For such community platforms, there are six basic challenges: distributed governance, commercial capture, access issues, moderation conundrums, the reputational stank from association with problematic characters, and techno-romanticism. Distributed governance challenges might produce a leadership and accountability vacuum or forking issues between different groups within the community that have opposing views on future direction, and can be exploited by corporate actors building on but not respecting the communities ethos of non-corporate platform technologies (hello, Threads). These things have happened before, and will happen again.
Another issue is access: such communities can display techno-elitism and engage in gatekeeping against newbies; conversely, efforts to make platforms friendlier and and easier to use for newbies can also hide the unique features of the new platform and channel activity back into the old patterns known from past platforms.

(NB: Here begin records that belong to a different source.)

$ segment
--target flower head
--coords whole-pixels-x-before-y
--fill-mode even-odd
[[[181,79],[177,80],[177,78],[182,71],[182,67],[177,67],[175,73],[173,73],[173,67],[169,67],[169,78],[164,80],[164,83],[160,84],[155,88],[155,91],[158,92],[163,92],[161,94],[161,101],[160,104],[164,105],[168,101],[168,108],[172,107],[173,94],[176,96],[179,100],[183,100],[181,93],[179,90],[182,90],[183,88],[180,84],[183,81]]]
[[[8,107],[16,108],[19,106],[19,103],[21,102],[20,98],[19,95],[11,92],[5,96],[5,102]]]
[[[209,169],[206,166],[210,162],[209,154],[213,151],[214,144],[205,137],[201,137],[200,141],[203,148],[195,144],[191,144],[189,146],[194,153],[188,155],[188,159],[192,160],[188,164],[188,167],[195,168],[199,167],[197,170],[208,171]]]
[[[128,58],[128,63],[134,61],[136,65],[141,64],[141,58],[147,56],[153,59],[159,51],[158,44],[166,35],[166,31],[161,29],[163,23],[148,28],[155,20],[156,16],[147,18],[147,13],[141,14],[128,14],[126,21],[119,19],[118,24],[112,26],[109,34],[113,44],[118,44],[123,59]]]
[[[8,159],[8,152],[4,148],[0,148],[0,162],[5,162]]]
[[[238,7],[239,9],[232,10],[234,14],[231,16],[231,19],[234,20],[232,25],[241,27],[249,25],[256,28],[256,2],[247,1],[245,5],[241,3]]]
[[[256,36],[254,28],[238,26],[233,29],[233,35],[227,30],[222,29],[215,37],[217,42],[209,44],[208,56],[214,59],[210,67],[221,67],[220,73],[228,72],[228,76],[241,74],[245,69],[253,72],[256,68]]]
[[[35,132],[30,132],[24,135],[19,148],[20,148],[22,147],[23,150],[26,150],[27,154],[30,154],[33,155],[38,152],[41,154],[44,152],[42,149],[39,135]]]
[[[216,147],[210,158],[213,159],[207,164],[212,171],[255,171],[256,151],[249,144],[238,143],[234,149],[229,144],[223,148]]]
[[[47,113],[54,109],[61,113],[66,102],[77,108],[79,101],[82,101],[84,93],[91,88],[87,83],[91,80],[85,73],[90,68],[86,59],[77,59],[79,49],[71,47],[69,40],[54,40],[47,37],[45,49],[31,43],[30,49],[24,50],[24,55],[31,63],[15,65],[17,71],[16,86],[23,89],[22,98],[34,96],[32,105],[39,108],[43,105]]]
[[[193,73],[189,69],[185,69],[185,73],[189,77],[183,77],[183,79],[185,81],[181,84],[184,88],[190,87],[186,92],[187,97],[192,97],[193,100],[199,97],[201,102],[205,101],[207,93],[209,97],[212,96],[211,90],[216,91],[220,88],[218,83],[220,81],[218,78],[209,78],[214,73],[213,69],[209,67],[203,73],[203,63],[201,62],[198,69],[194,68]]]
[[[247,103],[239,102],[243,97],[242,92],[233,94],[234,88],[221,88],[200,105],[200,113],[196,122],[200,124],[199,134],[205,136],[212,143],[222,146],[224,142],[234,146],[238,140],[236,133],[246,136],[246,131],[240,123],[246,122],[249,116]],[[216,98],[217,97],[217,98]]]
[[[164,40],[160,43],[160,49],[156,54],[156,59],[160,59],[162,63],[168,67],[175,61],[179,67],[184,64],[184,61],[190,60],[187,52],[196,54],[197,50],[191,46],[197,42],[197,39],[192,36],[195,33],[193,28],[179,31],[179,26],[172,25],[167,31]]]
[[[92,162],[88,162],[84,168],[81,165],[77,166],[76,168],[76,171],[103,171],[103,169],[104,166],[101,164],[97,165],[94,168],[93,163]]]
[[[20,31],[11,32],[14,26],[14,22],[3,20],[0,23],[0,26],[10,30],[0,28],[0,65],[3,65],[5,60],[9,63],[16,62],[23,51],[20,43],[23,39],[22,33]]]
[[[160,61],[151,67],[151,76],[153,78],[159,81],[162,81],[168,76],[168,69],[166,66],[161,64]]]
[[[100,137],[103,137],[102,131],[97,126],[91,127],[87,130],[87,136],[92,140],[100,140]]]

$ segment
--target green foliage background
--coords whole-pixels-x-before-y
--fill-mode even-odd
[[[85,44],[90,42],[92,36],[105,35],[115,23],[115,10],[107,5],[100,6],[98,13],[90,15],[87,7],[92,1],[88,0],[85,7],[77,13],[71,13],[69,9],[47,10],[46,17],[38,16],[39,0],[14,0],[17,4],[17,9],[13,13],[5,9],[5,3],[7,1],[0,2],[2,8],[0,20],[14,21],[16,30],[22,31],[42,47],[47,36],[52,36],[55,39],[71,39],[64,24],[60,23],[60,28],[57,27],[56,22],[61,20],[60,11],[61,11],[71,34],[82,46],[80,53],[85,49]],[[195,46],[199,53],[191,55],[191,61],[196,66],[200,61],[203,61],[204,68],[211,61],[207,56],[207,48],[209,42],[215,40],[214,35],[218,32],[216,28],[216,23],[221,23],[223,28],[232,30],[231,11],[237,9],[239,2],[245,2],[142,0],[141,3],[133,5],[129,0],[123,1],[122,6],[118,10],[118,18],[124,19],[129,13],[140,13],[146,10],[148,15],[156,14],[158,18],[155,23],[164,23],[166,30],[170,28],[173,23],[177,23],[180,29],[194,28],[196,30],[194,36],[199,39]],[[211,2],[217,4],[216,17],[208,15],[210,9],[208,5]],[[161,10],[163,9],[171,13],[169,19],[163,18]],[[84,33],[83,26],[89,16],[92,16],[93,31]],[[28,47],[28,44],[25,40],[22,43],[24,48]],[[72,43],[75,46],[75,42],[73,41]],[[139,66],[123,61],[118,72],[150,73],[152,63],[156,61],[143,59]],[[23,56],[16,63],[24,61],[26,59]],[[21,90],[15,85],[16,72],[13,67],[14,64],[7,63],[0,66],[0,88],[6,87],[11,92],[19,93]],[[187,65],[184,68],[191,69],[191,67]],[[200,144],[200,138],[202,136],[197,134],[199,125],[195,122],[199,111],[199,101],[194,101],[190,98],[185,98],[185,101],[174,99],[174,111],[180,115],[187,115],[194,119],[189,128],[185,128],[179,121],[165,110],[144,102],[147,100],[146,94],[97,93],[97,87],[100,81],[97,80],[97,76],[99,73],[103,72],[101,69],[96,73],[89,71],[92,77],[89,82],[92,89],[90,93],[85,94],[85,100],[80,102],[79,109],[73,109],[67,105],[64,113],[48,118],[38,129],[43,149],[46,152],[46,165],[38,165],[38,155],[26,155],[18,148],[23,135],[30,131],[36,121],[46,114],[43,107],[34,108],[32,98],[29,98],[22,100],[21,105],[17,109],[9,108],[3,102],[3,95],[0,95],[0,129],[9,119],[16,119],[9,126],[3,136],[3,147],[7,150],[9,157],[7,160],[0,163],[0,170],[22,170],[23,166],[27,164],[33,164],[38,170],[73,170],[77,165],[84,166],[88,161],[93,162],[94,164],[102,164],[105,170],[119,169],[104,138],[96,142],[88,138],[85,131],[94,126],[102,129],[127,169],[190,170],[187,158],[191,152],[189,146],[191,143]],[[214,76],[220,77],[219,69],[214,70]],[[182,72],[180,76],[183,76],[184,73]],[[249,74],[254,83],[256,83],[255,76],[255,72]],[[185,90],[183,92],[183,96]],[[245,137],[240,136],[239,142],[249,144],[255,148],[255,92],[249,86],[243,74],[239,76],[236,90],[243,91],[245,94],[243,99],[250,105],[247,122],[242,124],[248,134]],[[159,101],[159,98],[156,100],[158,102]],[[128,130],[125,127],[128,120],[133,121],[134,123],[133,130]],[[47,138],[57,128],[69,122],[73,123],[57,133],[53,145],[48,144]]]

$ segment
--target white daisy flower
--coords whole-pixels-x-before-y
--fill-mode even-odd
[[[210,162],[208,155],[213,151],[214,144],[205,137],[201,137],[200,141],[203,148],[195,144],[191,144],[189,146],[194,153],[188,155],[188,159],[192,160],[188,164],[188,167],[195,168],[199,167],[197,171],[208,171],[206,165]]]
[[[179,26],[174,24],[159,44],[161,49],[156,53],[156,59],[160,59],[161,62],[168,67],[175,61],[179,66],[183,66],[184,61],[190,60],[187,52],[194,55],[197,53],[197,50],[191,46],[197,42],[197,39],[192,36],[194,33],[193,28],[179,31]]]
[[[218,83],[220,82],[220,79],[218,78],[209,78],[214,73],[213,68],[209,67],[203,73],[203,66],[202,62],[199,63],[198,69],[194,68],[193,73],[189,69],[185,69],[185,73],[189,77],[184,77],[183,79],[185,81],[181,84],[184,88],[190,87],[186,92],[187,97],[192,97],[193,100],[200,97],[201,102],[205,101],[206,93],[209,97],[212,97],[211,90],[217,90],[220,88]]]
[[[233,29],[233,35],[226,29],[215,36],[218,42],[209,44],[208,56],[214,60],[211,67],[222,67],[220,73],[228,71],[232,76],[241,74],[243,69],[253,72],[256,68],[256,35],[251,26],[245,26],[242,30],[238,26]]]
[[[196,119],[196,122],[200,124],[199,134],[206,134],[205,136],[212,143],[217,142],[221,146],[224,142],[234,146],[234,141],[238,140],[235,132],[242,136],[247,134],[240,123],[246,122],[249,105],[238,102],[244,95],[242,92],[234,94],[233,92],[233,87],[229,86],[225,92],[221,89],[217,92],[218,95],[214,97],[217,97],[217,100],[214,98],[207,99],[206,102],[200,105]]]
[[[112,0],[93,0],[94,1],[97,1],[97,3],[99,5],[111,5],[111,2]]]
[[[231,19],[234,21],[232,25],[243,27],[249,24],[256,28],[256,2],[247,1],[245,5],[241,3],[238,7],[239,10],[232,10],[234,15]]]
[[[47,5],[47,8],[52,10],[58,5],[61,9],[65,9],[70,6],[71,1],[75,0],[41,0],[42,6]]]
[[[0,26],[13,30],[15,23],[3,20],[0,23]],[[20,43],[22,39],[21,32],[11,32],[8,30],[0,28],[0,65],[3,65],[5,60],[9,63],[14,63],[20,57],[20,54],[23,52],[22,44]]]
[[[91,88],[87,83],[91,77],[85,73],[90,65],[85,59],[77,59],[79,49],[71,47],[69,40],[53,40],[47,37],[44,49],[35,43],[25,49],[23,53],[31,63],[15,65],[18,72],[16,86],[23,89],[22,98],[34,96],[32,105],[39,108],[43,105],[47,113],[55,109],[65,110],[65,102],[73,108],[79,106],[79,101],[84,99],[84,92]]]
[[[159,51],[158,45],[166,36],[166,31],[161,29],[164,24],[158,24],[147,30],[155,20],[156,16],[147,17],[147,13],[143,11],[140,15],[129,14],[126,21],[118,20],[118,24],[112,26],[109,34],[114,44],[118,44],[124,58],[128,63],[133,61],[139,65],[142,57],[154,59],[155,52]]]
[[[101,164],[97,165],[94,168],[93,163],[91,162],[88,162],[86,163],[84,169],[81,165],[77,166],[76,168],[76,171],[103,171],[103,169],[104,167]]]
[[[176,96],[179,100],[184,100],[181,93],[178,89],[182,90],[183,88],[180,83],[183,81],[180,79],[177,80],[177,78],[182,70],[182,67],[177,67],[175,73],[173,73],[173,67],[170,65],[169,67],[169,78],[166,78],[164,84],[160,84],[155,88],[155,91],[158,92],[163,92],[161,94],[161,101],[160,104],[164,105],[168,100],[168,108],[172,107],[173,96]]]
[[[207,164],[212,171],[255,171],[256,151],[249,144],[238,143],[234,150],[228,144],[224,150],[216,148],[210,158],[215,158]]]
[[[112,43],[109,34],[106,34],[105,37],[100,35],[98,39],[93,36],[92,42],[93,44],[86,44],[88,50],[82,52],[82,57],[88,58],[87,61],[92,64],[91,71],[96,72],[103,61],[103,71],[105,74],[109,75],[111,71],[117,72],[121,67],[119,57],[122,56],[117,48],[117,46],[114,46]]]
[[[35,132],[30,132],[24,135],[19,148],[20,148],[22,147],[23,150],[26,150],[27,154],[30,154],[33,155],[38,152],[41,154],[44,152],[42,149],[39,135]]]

Moderation is a fundamental problem for any platform, of course: it does not scale well and requires a very substantial amount of investment in human and/or automated processes, which is unaffordable for community-led platforms. Community blocklists may provide at least part of the answer to this, but moderation must also match community needs, of course. But this is a problem shared by commercial platforms, so at least both commercial and community platforms are in the same boat here.
The reputational anti-halo problem emerges when some problematic practices that occur on community platforms come to be seen as representative for the community overall – this has happened with filesharing platforms, the Dark Web, and cryptocurrencies, for instance (which do have some legitimate and prosocial uses, of course).
There is also a problem with techno-romanticism: the myths that technology has a liberatory capacity; that tech-bros will save us; and that market success is an indication that commercially successful technologies also have the greatest social utility. All of these need to be overcome by the Fediverse if it is to survive and flourish.